In experiments with transgenic mice, University of Pennsylvania School of Medicine researchers discovered the remaining steps in the complicated process of how the largest class of jumping genes replicates and inserts themselves within the human genome. Haig H. Kazazian, Jr. MD, Chair of the Department of Genetics, and colleagues at Penn published their findings in the February issue of Genome Research.
This knowledge may shed light on the origins of "junk" DNA, parts of the genome for which no function has yet been discovered.
Jumping genes-also called mobile DNA or transposons-are sequences of DNA that can move or jump to different areas of the genome within the same cell. They are a rare cause of several genetic diseases, such as hemophilia and Duchenne muscular dystrophy.
Retrotransposons are one class of jumping genes, with the L1 family being the most abundant in the human genome. Retrotransposons move by having their DNA sequence transcribed or copied to RNA, and then instead of the genetic code being translated directly into a protein sequence, the RNA is copied back to DNA by the retrotransposon's own enzyme called reverse transcriptase. This new DNA is then inserted back into the genome. This process of copying is similar to that of retroviruses, such as HIV, leading scientists to speculate about a viral origin for retrotransposons.
"L1 retrotransposons, which are the only active mobile DNA elements in humans, have accounted for about 30 percent of the human genome by their own insertions and by driving the insertion of other kinds of elements," says Kazazian. "In fact, humans have over 500,000 L1 retrotransposons within an individual genome."

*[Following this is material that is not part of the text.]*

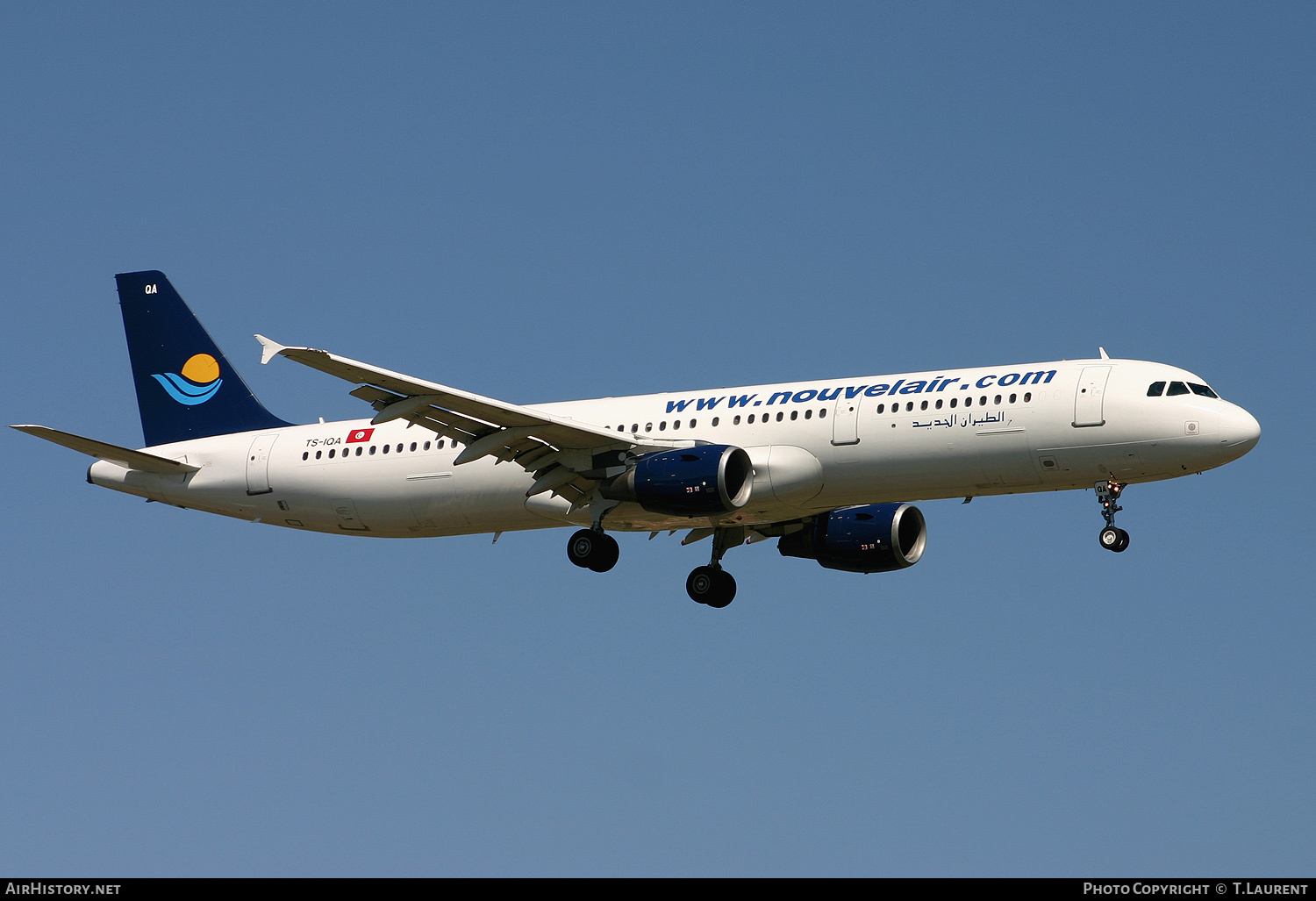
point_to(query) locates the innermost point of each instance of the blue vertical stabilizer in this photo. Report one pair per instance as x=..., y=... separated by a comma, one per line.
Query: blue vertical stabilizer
x=186, y=389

In order to learn about the effects of L1 retrotransposon insertions into the human genome, the researchers made a transgenic mouse in which human L1 retrotransposons could replicate. They injected several copies of a human L1 retrotransposon to create the transgenic mouse. In subsequent generations, the retrotransposons moved within the offsprings' genomes and each new insertion could be detected by the investigators. The researchers characterized 51 new jumps of L1, finding that insertions landed in random genomic regions. Several L1 insertions included small pieces of extra DNA.
While tracing the origin of this extra DNA, Daria Babushok, an MD/PhD student in the Kazazian lab, came up with the missing steps in the mechanism of retrotransposon replication. "It was known previously that the enzyme endonuclease cleaves one of the strands of cellular DNA and then the retrotransposon inserts by binding to that cleaved DNA strand and copying itself onto that strand," she says. "It sneaks in there."

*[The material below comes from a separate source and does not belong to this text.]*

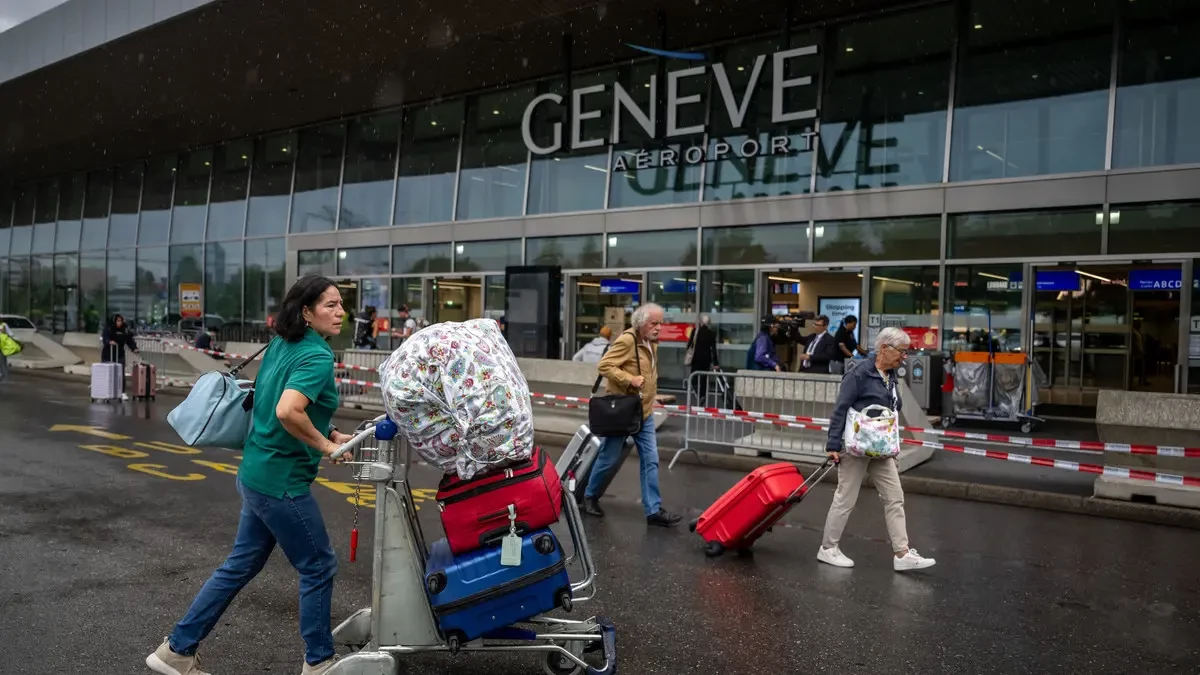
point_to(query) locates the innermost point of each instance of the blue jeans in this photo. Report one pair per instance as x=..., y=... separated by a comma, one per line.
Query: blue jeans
x=648, y=454
x=295, y=524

How the retrotransposon finally integrated and pasted itself back together was unknown, until this paper. "What we saw in our insertions hinted at the possibility that reverse transcriptase actually jumps onto the second DNA strand and continues the synthesis," she explains. "We think that this is how the second part of the element integrates into the genome. If this mechanism proves to be correct, it will bring us much closer to knowing how more than half a million retrotransposons have accumulated in the human genome."
Eventually, continuous jumping by retrotransposons expands the size of the human genome and may cause shuffling of genome content. For example, when retrotransposons jump, they may take portions of nearby gene sequences with them, inserting these where they land, and thereby allowing for the creation of new genes. Even otherwise unremarkable insertions of L1 may cause significant effects on nearby genes, such as lowering their expression.
Now, by knowing the final steps in retrotransposon replication and being able to follow and map new insertions in animals, the researchers will be able to more fully understand how L1 retrotransposons are able to invade the human genome.
"We were able to obtain a snapshot of a large number of new L1 jumps in a situation closely mimicking what occurs every day in the human genome," says Babushok. "Importantly, occasional small additions of extra DNA sequences at the ends of new L1 insertions gave us tantalizing leads to the L1 retrotransposon replication mechanism. We are very excited to follow this thread to confirm our proposed mechanism and to come closer to a complete understanding of the interaction between L1 retrotransposons and our genomes."